If George Mueller had been like many of us, he would have become hot and bothered about his malfunctioning pen. Possibly he would have gotten exasperated with the man who sold him the pen or the company that made it. Perhaps he would have indulged in a little morbid reflection as to why he didn't buy a pen of another make instead of this miserable instrument that was causing him so much trouble. Or he might have thrown the pen down in disgust and given up on the letter, with the result that his conscience would have needled him later for not having written it.

In all kinds of ways, stress and anxiety could have been multiplied by this tiny incident. But it wasn't, because George Mueller wasn't afraid to pray over a small matter like a pen.

Anything big enough to worry about is big enough to pray about

This book has talked about a formula for winning over worry. But that formula will not work unless you enlist the power of almighty God. In your prayer ask God for the grace to enable you to rejoice, to control your feelings, to count your blessings.

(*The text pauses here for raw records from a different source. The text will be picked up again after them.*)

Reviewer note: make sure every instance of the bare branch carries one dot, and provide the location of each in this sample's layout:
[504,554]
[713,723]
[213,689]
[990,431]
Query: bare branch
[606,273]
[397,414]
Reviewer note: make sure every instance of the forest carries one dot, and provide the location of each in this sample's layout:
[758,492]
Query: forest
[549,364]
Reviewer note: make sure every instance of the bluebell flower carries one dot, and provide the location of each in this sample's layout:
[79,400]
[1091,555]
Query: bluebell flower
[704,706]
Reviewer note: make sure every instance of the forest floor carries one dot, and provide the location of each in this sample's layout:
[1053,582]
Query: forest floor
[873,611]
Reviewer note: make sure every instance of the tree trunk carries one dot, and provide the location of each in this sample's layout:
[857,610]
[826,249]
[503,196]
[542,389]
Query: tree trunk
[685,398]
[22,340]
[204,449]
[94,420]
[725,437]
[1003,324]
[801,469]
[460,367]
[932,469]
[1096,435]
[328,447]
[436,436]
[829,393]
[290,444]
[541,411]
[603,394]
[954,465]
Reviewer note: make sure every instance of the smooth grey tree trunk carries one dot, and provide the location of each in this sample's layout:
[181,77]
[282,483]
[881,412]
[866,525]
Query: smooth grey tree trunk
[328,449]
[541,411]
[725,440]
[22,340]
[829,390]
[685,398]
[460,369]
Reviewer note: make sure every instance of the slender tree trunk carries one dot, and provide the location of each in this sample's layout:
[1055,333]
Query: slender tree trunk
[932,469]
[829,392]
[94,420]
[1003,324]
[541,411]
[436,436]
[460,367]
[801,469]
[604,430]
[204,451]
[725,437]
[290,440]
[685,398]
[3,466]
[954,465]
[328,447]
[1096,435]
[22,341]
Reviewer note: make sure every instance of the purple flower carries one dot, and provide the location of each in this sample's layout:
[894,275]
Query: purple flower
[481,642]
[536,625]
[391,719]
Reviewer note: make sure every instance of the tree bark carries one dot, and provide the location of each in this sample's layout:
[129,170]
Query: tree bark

Ask Him for the grace to respond to ingratitude with serenity. Call upon Him for the grace of becoming genuinely interested in other people. By prayer, call upon God to help you live in the consciousness of His nearness and therefore to display that poise that is the hallmark of God's presence within you.

Through prayer, ask God to give you the grace to "gird up the loins of your mind" so that you might have the mind of Christ. "Let this mind be in you, which was also in Christ Jesus" (Philippians 2:5).

Through prayer you will enlist divine help in the matters of self-control, relaxation, enthusiasm, scheduling, living each day to the full, developing skills, and being industrious. Through prayer, spend time with God until you know His mind and do His will in the all-important matter of stewardship. Through the right kind of prayer life, you will be strengthened to live the surrendered life so essential to the poise that conquers worry.

Through prayer you can duplicate the request of earnest men and women many years ago, who, turning to Jesus, said, "Teach us to pray." The direct answers of God in response to your prayer will give you the strength to battle and conquer the vicious sin of worry. Apart from the blessings of prayer itself there is also a therapeutic value in the actual time spent in quiet before God. Pray about everything. Pray, and win over worry.